NBA Referee Hotline Bling: Rihanna calls 'Brick'

The NBA still maintains a hotline where players can call to complain about NBA referees. And you better believe that's still open in the playoffs, when calls are bigger, beefs are hotter, and the stakes are higher. It's like a message board for NBA players, only no one is just yelling "First!" and hanging up. Each week, we’ll present a look at the hotline’s responses, which are about as genuine as the fandom of most of the fans in Oakland. We know when that hotline blings, that can only mean one thing: a pop star has found hate in a hopeless place.

Rihanna vs.
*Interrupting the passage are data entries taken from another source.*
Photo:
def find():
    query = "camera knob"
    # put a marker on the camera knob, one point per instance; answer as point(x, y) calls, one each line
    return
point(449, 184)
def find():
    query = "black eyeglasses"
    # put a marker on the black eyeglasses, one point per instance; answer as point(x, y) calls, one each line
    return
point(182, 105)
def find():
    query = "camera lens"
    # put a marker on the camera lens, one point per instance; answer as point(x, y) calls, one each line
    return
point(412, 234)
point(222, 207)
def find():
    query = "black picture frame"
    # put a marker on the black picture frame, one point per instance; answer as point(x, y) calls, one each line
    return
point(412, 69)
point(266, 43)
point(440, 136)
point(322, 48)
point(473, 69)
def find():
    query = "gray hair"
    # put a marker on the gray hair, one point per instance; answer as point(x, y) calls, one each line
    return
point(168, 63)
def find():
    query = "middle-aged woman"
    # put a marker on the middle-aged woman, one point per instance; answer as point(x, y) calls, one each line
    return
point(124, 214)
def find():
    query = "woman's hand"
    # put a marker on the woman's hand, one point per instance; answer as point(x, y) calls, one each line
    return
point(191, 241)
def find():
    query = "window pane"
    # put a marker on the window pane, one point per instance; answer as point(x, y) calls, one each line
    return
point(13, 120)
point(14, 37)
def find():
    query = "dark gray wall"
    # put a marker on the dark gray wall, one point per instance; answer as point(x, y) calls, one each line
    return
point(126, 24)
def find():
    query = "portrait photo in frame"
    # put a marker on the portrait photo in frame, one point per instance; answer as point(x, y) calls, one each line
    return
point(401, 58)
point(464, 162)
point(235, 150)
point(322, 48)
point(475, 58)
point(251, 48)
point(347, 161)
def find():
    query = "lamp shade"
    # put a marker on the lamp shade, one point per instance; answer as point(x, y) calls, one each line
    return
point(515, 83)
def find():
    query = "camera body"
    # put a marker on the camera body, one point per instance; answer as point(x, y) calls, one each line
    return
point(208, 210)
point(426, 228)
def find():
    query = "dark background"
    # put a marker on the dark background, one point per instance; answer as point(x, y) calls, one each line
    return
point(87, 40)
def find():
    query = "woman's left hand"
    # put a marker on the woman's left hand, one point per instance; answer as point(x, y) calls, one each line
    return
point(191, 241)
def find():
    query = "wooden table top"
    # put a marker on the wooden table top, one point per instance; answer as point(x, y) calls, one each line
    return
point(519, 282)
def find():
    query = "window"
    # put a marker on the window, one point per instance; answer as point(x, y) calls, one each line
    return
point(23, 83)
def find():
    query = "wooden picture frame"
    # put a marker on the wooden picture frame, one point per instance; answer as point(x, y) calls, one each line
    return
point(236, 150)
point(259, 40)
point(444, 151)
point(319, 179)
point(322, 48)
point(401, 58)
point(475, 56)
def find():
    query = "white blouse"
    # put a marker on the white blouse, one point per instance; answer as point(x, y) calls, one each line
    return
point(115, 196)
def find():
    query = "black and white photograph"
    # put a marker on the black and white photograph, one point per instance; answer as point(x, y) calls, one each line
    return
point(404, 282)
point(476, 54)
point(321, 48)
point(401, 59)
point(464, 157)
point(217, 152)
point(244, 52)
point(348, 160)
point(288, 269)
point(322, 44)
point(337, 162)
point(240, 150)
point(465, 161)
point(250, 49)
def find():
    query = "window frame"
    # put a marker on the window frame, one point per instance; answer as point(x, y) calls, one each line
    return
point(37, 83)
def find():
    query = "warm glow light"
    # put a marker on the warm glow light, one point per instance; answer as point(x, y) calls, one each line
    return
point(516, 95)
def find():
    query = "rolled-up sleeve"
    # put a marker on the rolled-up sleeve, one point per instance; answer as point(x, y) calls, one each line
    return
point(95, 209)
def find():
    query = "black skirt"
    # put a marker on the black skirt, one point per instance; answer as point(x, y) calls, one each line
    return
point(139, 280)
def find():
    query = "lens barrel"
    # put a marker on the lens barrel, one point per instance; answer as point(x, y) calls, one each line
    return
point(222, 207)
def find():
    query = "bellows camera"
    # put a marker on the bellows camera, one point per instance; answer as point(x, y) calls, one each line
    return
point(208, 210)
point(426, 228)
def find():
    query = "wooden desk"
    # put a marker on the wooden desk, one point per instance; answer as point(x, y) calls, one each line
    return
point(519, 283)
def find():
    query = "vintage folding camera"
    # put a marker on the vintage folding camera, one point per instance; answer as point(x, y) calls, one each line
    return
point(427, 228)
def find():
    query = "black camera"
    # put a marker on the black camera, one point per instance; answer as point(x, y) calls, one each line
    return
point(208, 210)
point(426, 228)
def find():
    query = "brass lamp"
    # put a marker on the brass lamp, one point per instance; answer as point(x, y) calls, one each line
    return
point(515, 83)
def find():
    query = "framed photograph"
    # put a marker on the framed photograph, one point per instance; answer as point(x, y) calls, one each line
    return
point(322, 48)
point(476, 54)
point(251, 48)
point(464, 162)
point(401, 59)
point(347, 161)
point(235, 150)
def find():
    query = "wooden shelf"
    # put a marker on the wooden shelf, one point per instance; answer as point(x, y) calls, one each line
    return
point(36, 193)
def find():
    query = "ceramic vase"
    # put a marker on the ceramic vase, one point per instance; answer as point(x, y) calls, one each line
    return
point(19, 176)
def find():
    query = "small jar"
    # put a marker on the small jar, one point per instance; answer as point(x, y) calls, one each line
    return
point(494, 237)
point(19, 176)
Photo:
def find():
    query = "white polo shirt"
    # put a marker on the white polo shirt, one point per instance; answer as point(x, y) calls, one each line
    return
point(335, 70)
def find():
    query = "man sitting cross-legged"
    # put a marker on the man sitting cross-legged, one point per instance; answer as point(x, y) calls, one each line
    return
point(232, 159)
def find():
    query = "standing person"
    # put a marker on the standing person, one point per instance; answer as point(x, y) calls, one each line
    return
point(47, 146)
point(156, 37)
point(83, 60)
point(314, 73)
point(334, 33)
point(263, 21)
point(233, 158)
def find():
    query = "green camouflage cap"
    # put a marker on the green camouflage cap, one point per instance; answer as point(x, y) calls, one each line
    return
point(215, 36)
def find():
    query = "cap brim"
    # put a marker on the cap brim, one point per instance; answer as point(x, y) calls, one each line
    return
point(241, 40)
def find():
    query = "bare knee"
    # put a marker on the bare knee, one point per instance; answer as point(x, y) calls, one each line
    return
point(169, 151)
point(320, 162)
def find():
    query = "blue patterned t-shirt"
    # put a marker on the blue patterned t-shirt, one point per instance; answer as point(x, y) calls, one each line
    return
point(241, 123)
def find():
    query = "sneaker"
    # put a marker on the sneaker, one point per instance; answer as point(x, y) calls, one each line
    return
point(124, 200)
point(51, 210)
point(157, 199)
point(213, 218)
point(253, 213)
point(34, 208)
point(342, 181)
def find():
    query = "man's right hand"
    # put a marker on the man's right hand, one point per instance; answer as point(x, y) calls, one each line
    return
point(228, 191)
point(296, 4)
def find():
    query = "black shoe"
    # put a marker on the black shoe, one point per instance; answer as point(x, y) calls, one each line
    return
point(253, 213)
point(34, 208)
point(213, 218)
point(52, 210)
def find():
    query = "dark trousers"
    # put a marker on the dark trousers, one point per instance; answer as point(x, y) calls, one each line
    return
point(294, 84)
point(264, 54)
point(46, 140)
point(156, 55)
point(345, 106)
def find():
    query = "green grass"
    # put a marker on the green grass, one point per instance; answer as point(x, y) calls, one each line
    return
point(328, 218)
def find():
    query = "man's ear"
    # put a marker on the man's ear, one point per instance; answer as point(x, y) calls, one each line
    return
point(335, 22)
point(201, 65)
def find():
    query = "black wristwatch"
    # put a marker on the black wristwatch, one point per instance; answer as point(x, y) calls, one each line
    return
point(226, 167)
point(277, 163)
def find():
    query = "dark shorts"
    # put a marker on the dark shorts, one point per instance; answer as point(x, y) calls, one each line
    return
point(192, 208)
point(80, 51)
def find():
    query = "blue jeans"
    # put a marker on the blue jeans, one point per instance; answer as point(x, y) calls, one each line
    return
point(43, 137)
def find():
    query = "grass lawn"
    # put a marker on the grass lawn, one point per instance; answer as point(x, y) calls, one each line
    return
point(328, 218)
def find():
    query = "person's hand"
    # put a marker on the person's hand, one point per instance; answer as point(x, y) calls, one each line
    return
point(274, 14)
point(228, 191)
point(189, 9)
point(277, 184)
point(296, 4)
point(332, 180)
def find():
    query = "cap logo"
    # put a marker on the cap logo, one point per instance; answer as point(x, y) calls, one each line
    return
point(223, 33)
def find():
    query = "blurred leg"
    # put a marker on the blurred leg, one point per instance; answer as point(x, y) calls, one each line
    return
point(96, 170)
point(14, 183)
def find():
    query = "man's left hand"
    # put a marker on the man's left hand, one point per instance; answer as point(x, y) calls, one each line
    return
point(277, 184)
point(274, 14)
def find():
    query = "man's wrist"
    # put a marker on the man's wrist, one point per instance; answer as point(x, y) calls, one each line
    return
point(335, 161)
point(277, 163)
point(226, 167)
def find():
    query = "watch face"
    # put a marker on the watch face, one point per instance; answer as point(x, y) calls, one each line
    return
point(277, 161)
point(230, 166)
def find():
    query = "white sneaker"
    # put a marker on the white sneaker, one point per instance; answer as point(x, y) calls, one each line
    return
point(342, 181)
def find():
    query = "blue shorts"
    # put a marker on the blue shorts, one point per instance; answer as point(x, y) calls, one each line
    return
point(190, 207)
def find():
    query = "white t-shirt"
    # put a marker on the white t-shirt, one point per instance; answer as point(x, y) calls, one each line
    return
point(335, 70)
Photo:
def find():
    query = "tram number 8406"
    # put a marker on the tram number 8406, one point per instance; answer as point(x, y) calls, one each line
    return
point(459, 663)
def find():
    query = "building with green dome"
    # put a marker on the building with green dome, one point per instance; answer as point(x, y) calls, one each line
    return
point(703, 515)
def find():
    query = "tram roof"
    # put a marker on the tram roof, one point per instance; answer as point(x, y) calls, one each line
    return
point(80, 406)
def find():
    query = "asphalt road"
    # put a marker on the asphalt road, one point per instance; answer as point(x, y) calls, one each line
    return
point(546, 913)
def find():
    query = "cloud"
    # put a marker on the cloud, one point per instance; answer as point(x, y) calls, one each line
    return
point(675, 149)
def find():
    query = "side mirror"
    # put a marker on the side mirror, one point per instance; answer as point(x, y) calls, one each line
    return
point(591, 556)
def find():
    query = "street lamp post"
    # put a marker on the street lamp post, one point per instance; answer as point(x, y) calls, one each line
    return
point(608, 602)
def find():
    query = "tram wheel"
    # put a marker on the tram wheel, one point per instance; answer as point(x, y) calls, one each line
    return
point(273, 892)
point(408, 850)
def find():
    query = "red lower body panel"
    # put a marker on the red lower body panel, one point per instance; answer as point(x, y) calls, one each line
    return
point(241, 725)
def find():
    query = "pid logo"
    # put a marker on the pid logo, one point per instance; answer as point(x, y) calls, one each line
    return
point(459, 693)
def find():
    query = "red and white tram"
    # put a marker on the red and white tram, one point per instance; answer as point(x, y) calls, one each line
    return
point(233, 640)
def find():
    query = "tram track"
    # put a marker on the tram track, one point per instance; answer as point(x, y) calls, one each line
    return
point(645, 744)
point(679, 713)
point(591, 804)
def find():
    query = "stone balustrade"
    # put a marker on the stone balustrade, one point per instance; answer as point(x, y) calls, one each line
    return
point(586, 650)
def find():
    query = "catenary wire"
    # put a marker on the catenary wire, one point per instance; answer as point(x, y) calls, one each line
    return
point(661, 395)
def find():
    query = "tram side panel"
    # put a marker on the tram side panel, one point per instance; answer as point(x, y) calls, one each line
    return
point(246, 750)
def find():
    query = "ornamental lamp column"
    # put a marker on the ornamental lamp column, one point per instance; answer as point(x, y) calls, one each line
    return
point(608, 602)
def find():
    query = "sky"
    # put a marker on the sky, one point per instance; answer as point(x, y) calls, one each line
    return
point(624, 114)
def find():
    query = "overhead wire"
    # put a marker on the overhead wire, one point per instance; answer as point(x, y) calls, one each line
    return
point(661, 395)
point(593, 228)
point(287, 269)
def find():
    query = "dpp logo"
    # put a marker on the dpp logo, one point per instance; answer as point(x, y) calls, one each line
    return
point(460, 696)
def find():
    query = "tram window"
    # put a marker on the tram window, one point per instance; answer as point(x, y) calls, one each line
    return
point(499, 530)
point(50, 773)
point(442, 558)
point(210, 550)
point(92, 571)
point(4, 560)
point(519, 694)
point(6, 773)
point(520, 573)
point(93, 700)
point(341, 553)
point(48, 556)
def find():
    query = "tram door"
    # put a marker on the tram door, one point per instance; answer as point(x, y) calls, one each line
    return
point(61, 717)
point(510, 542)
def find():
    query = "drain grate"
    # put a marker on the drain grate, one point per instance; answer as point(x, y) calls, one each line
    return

Kevin Durant

Dear Ms. Fenty,

Thank you for your continued and passionate support of the NBA, both on and off the court. We are always thrilled to have music superstars sitting courtside at big games, particularly when they’re not Drake. Our colleague Jeff Van Gundy wanted us to convey his own particular appreciation, though we declined to send along his Snapchat handle. He says that as far as he’s concerned, you are the only girl in the world.

That being said, we couldn’t really understand your message. It had an extremely catchy beat, don’t get me wrong, but all that we could make out was “La la la la la la” and then the word “Hey” roughly 120 times, interspersed with “Brick!” We can only assume this was directed at Kevin Durant, judging by his stare down after he sunk a three right in front of you.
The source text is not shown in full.